Question

I'm working on an old project that's using em's extensively for everything, from font sizes to layouts (widths, margins, padding etc.) and it got me wondering if there's actually any benefits in using em's for laying out pages as well as fonts?

I've taken to not even using em's for fonts, I find them a bit confusing especially without the body { font-size: 62.5%; } trick (which apparently is bad). And as far as I know, every browser nowadays sizes px properly.

I don't know if there's even any benefit using em's for the benefits of mobile devices, as far as I know, this meta tag should get mobile browsers to display pixels at a standard size

<meta name="viewport" content="width=device-width, initial-scale=1, maximum-scale=1">

from the CSS 2.1 spec:

The reference pixel is the visual angle of one pixel on a device with a pixel density of 96dpi and a distance from the reader of an arm's length. For a nominal arm's length of 28 inches, the visual angle is therefore about 0.0213 degrees. For reading at arm's length, 1px thus corresponds to about 0.26 mm (1/96 inch).

I guess the question I'm really trying to ask is, do em's offer any benefit over px when sizing layouts and/or font sizes (other than the fact em's allow you to create on-site font resize-functionaltiy)? Or has em vs px more become just become a matter of preference?

Was it helpful?

Solution

As you noted, CSS-Pixels aren't real pixels anymore and the major browsers handle these correct.

So the only usecase for using em would be if you really want something to be relative to the fonts height.

For example you want to have a textarea by default "3 lines heigh", you would give it height: 3em; So even after changing the font-size or anything else later in the project, this textarea would still be "3 lines heigh".

If you don't want your definition actually be relative to the fonts height, don't use em.

OTHER TIPS

The only benefit I know of is the fact that em's can be resized on the web page by the user if they feel that the text is too small. If you specifiy in pixels, the user can't change the font size. This is the only benefit I know of. But this is only applicable to older browsers. Modern browsers can resize any text. Personally, I never use em's, only pixels.
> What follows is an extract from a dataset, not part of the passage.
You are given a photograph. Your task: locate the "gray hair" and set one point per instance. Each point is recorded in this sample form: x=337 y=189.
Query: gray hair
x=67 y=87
The problem is that you are assuming that you know what a pixel is and what size it is. Screen pixel densities vary enormously (some mobile phones have more pixels than desktop screens!) and therefore a pixel is not a physical measurement and should not be used for it. An em has been defined to provide a generic physical size which is portable so that if I create a character at 1em, it will be approximately the same physical size on every device which is usually what we want to do (rather than squeezing a whole web page onto a mobile screen at unreadable size). Therefore em is the preferred way to layout pages.